Let's see a real example: Blackstone vs Alliance Data.
Blackstone had offered $6.4Bn to buy Alliance Data at the time with a break-up fee of $170M or around 2.6% The buyout didn't occur, due to a third party (Office Of Comptroller who was requesting some money as insurance from Blackstone). What Alliance Data obtained at the end for compensation? $3M, mostly to cover the fees paid to lawyers.
In the case of BCE vs The Teachers and others, since the deal was called off alos by a third party (KPMG) it is likely that the official break-up fee won't be paid, but probably an amount that is close to what BCE paid to their lawyers during the saga: Few millions at best.
It"ll work out to be a lot more than "A Few million" if anything transpired that happend to be illegal between any of the parties involved kick-in a lack of tranparency concerning BCE shareholders. In my opinion all parties here are playing with fire,might be in everyones best interest to date extension and try to renegotiate the CURRENT deal
"if anything transpired that happend to be illegal" I doubt that the parties involved were dumb enough to write on paper anything that proves some collusion to kill the deal.

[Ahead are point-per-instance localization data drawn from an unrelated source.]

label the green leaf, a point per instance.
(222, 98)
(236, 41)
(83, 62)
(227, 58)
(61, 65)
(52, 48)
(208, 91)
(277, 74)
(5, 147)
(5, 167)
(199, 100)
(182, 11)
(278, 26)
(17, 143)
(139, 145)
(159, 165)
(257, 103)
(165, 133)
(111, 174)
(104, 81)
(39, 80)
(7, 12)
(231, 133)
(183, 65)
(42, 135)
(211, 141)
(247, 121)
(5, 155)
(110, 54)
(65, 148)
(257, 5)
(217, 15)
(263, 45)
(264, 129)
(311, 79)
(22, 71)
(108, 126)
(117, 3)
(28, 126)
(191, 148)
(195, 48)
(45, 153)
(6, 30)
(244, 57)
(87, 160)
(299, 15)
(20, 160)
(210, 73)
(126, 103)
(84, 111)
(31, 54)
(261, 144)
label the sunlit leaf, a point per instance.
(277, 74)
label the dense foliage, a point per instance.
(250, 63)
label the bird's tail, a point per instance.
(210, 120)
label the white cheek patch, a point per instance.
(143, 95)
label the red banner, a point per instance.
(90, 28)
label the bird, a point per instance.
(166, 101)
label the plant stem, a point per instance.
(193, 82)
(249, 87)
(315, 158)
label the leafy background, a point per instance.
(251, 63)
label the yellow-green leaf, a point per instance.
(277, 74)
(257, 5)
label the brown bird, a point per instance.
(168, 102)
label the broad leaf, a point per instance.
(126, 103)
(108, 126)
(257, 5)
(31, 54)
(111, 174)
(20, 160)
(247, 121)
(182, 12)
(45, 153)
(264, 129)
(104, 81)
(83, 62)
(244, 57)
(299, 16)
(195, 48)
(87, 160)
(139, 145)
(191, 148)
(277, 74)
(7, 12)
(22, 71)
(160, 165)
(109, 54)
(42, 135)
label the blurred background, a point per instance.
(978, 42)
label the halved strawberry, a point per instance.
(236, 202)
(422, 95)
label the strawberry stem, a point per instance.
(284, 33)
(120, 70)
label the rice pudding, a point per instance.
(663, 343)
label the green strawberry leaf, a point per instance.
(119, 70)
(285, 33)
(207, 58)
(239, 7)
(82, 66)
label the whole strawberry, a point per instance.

Few years ago there was a big buyout of the Texas Utilities and something similar to BCE happened : "The banks backing Kohlberg Kravis Roberts and TPG Capital’s buyout of US power utility TXU Corporation are reportedly looking to withdraw from financing the acquisition and could pay a $1bn (€730m) break-up fee to avoid being lumped with almost $37bn worth of debt on their balance sheet."
The deal went through for a total amount of $45Bn including all debt. But the difference was that there was not a credit crunch like nowadays for banks.
But the similarity of both deals is interesting as for the debt load.